First up we have the docker-compose.yml file

version: "3"
name: vectorexample 
services:
  postgres:
    build:
      context: ./postgres
      dockerfile: postgres.Dockerfile
    ports:
      - "5432:5432"
    volumes:
      - postgres_data:/var/lib/postgresql/data
      - ./postgres/vector_extension.sql:/docker-entrypoint-initdb.d/0-vector_extension.sql
      # - ./postgres/0-vector-extension.sh:/docker-entrypoint-initdb.d/0-vector-extension.sh

    environment:
      - POSTGRES_USER=postgres
      - POSTGRES_PASSWORD=postgres
      - POSTGRES_DB=vectorexample
volumes:
  postgres_data:
  1. This sets up the build command to look in the postgres folder and use the postgres.Dockerfile
  2. It sets the volumes (which is named on the same level as service) but most importantly it moves our vector_extension.sql file to the docker-endpoint-initdb.d directory which is run on start up, the file start is used to determine the order if we were to have more than one script e.g it’s 0-vector-extension.sql after it’s moved.
  3. There is also a .sh file this was just to experiment with both.
  4. The environment variables are used with the postgres image to setup the user, password and table name, the nice thing here is it will setup these details before running our vector-extension.sql script so the database will exist when we try to install the extension.
  5. Volumes is where we name this volume so when we restart docker our data is all still there.
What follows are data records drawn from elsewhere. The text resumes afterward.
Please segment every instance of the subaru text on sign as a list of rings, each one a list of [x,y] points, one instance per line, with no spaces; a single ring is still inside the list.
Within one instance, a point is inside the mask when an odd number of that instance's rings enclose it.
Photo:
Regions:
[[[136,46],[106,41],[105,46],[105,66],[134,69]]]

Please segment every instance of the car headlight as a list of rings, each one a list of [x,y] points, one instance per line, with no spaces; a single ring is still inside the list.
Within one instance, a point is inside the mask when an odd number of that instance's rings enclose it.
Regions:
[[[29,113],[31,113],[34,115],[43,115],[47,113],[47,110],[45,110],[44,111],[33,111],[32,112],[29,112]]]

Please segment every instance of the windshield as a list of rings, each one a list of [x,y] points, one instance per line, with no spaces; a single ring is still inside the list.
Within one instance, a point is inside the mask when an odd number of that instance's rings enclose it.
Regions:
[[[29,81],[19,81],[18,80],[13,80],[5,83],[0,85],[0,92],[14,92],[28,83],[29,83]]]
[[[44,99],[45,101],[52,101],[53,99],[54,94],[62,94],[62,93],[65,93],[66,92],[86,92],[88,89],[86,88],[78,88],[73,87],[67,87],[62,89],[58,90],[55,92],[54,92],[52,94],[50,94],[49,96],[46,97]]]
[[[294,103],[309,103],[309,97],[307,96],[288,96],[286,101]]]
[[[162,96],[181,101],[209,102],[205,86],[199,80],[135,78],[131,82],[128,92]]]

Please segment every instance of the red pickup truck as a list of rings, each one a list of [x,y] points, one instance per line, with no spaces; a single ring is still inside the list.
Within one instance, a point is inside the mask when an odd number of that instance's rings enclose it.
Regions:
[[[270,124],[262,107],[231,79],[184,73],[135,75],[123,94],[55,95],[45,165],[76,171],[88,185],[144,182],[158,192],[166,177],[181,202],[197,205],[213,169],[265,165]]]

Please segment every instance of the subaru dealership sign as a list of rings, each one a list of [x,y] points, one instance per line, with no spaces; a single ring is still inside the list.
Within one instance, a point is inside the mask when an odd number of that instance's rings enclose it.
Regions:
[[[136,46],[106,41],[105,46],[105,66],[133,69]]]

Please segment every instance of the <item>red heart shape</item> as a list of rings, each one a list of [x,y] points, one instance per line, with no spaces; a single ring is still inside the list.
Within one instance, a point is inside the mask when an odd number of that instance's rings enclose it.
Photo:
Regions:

Next up the postgres.Dockerfile

# This is installing the pgvector extension for postgres
FROM postgres:latest

RUN apt-get update && apt-get install -y \
    build-essential \
    git \
    postgresql-server-dev-all \
    && rm -rf /var/lib/apt/lists/*

WORKDIR /tmp
RUN git clone https://github.com/pgvector/pgvector.git

WORKDIR /tmp/pgvector
RUN make
RUN make install
  1. We use the latest postgres base image hosted on docker.
  2. We run update and install to make sure git and postgres has everything it needs before setting up pgvector.
  3. Git then clones down the repo with the pgvector extension.
  4. Move to where the pgvector was installed and run the command as explained in the install guide.

The vector_extension.sql file

-- Create the 'vector' extension within the database that is set in the docker-compose.yml
CREATE EXTENSION IF NOT EXISTS vector;
  1. Run the create extension command, this should mean when we connect to the database the vector field is available. The reason we can run this without creating a database or connection details is it’s already done by the base image using the details from the docker-compose.yml file.

And we’re done, connect with your preferred sql client using the details specified in the docker-compose file.